19 января, 12 ч. ночи
Последняя ночь… Я нахожусь в странном, смешанном настроении, в каком-то возбужденном состоянии, и поэтому ничего не могла делать весь день и сейчас не могу спать…
С одной стороны – я так рада вернуться в мир, опять жить прежнею, привычною жизнью; с другой – меня терзает сожаление о потерянном времени, а главное – я так привыкла к общине и ее обитателям, так сжилась с ними, их горестями и радостями, что даже жаль их… Вот где вспомнишь невольно слова Шильонского узника:
…На волю я перешагнул —
И о тюрьме своей вздохнул…
так близки теперь моему сердцу все страдания больных и труд милосердия…
Прощай, маленький мирок, Эдем немощного человечества, куда меня неожиданно забросила судьба. Здесь, почти кончив жизнь умственную, я стала жить сердечной, полюбив больных и некоторых из сестер; мне пришлось пережить с ними минуты торжественные, возвышающие душу и очищающие ее от грязи житейской…
Впервые я читала Толстого с таким увлечением, здесь я увлекалась жизнью древних христиан в изображении Фаррара, мысли о неплюевской школе не выходили из головы, – и, все глубже задумываясь о смысле жизни, я проверила себя за это время еще более: я не усомнилась в своей порядочности, но в нравственном смысле оказалась бесплотной, потому что не признаю религии без живой любви и внутреннего самосовершенствования. Иногда мне так хочется побросать все мысли о себе и отдать все свои силы, всю себя на служение делу; и в то же время я чувствую, что можно отдать всю себя только при соблюдении одного условия, – что я буду работать и идти к известной цели, состоя единомышленником вечной жизни.

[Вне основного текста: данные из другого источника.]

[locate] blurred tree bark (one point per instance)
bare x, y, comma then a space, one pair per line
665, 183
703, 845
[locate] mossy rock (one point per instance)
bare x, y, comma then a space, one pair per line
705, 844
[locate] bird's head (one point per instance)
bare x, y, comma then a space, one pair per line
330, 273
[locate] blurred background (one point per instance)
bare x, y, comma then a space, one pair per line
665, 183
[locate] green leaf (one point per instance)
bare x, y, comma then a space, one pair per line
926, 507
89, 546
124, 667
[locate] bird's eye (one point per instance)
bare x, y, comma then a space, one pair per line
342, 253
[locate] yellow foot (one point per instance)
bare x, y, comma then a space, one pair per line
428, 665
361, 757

Теперь – поздравить или же запятнать себя я не берусь: слишком уж горько вспоминать о потерянном. Впрочем, в душе я говорю «да», но в жизни – безжалостное «нет»… Без лжи я говорю себе, что в моей маленькой жизни нравственные интересы играли самую главную роль, я стремилась к достижению добра – и страдаю, не видя его… Света еще нет, он лишь робко колеблется неуверенным пламенем…

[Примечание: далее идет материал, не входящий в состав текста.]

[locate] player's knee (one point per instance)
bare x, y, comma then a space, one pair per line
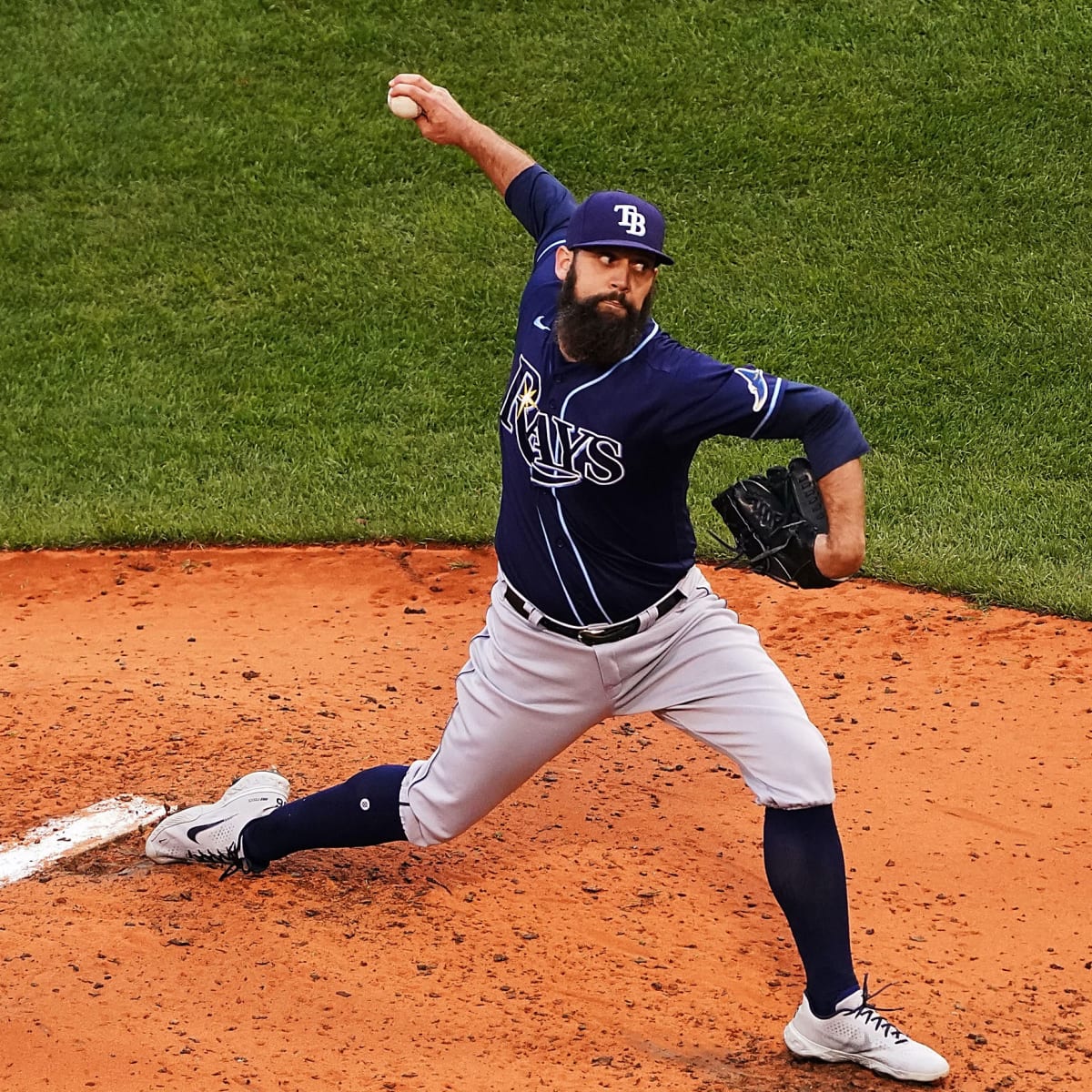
804, 778
431, 830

Забыто сердце, душа у людей; они сознают только самих себя, и поэтому-то происходит и скука, и ничтожество жизни, весь этот страшный эгоизм, от которого все зло. Но земной рай недалек от человечества, он так близок – к нему надо стремиться… И невольно думается, если бы оживить современную жизнь, влив в нее идеалы Христа, оживить общество, пока лишенное совсем этой идеальной любви, с малых лет вооружать ею подрастающее поколение, – тогда никто не сказал бы, что современная молодежь и всякие студенты не только не развиты, но и развращены… Неужели же люди в конце концов предпочтут «кооперацию» и борьбу – светильнику – искре Божией, живущей в душе у каждого из малых сих?!.

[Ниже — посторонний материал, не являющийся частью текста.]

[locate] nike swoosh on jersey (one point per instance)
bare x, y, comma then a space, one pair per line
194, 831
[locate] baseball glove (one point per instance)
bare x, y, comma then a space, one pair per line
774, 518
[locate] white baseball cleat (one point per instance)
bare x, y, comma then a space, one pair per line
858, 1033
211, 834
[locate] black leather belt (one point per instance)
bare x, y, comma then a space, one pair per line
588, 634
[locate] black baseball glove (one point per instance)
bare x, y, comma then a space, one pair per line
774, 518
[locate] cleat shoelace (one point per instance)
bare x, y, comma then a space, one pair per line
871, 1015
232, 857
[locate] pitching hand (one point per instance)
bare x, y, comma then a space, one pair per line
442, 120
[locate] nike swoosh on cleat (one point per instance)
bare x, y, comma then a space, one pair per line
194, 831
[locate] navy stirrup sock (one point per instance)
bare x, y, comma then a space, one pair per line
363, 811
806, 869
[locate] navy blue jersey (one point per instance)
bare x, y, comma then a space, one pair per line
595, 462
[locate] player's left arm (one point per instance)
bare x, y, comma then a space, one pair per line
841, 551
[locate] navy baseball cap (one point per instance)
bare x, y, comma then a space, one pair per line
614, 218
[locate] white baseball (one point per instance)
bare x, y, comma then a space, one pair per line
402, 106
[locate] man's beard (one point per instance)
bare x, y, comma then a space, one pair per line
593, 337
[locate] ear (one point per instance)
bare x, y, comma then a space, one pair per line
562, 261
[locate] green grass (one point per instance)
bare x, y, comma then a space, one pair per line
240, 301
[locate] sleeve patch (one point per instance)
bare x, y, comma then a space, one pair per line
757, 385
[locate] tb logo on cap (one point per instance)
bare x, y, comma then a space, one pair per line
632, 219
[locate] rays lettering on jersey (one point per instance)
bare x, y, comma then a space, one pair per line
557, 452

– Но ведь я мечтательница, вечно неудовлетворенная… Довольно! – вперед! За дело, всею душою, с глубоким порывом…
Я чувствую, что писать более не могу…[2]
20 января, веч.
С помощью палки я двигаюсь, даже сама собрала все свои вещи сегодня утром и все еще как-то не могу освоиться со своим положением человека с двумя ногами. Я чувствовала какую-то мучительную неловкость перед Тамарой, когда собиралась; она сидела неподвижно в своем уголке, закрыв лицо руками… 1½ месяца предстоит ей прожить здесь и потом ехать домой для окончательного излечения. Не особенно развитая умственно, она обладает, в сущности, глубокой натурой, скрытной и застенчивой до последней крайности, и, от природы не обладая умом, она по-своему умнее многих в ее годы… Неизвестно, вылечится ли она, несчастная… и это в 18 лет.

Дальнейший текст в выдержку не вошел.